Pochi giorni prima dell’arrivo del contingente americano, i soldati tedeschi di guardia abbandonarono il campo ancora pieno di deportati. I detenuti organizzarono il campo in autogestione fino all’arrivo degli Alleati, sopravvivendo a stento. .
La gioia che seguì la liberazione fu immensa per migliaia di prigionieri, ma per centinaia di detenuti omosessuali i festeggiamenti sarebbero durati poco. Terminata la guerra, per questi uomini l’orrore continuò. Infatti, il fatidico paragrafo 175 della legge nazista del 1937 non venne abrogato nella nuova Germania. I detenuti omosessuali, che a Buchenwald erano stati contraddistinti con il triangolo rosa, furono fermati e costretti a continuarono la loro detenzione nelle carceri tedesche.
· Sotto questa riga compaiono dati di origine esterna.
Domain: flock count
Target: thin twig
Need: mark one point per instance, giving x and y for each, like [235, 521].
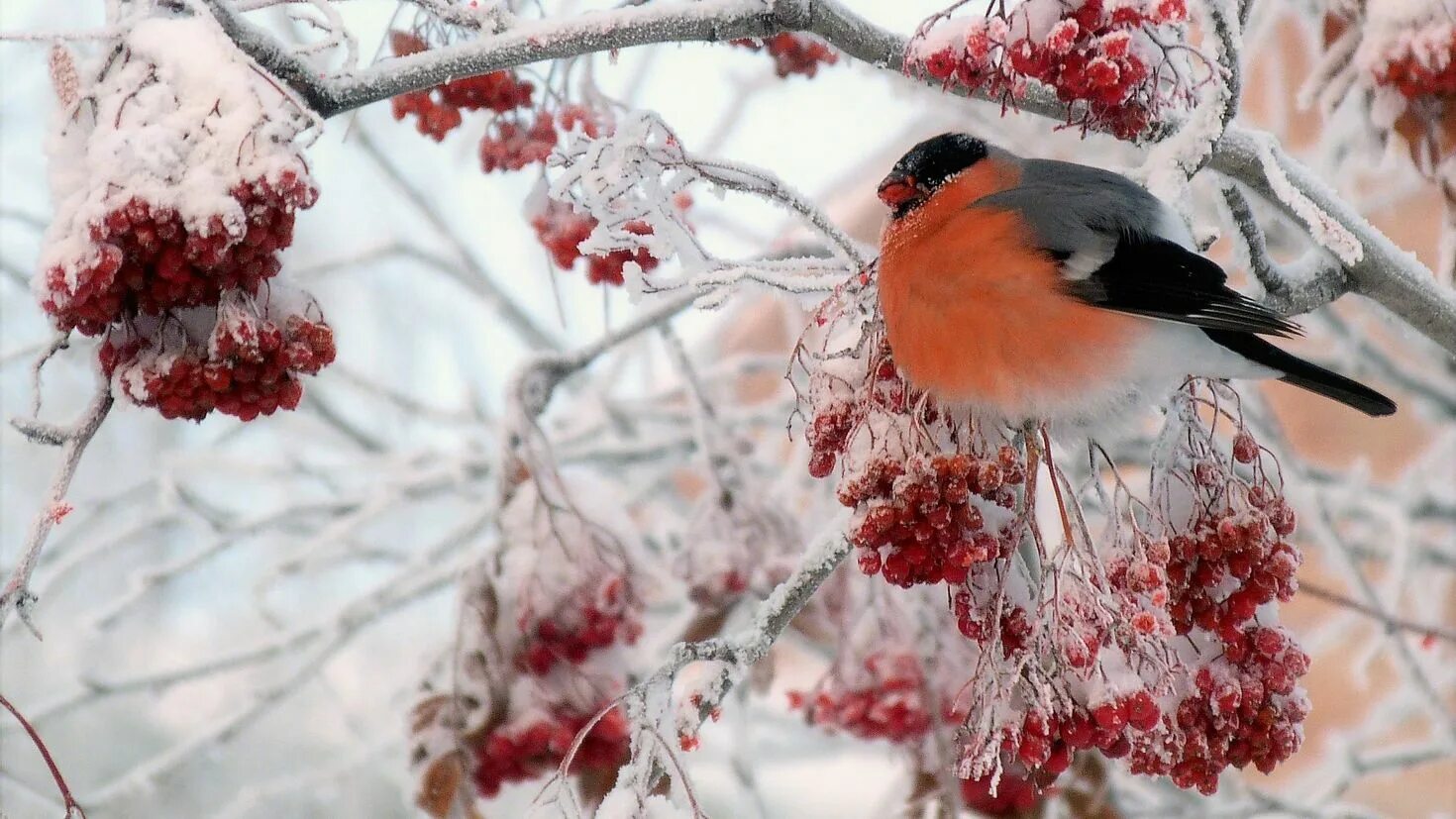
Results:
[71, 806]
[16, 594]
Negli anni successivi si parlò a lungo di compensazioni e risarcimenti per i deportati nei campi di concentramento. In molti  ottennero un risarcimento in denaro per la tremenda tortura ai quali furono sottoposti, ma i “triangoli rosa” rimasero fuori da ogni opzione, niente risarcimento e nessuna commemorazione. Alcuni riuscirono ad evitare il carcere dopo il ’45. Questi però si ritrovarono in grandi difficoltà a causa dell’iscrizione nel casellario della polizia. A differenza degli altri deportati, che furono cancellati dal casellario subito dopo la guerra, i registri nazisti sui quali venivano segnati gli omosessuali furono sfruttati dal nuovo governo tedesco per trovarli e incarcerarli.

Molti sopravvissuti non riacquistarono mai la libertà, morirono in carcere, quelli non incarcerati vissero emarginati dalla società dei ‘normali’ Nessuno ricevette un risarcimento. Il paragrafo 75 rimase in vigore a lungo dopo la fine della guerra. Solo dagli anni Sessanta in poi le autorità della Germania Occidentale cominciarono a depotenziare questa legge. Dopo anni di battaglie, la cancellazione definitiva arrivò solo nel 1994.

Nonostante l’eliminazione della legge, ci volle ancora tempo prima che gli omosessuali ricevessero lo stesso trattamento degli altri deportati. Nel 2002 venne concesso il ‘perdono’ agli omosessuali arrestati durante il Terzo Reich, senza però nominare la repressione che la Germania portò avanti dopo il ’45. I familiari delle vittime, ormai quasi tutte decedute, dovettero aspettare il 2017 per ricevere i risarcimenti.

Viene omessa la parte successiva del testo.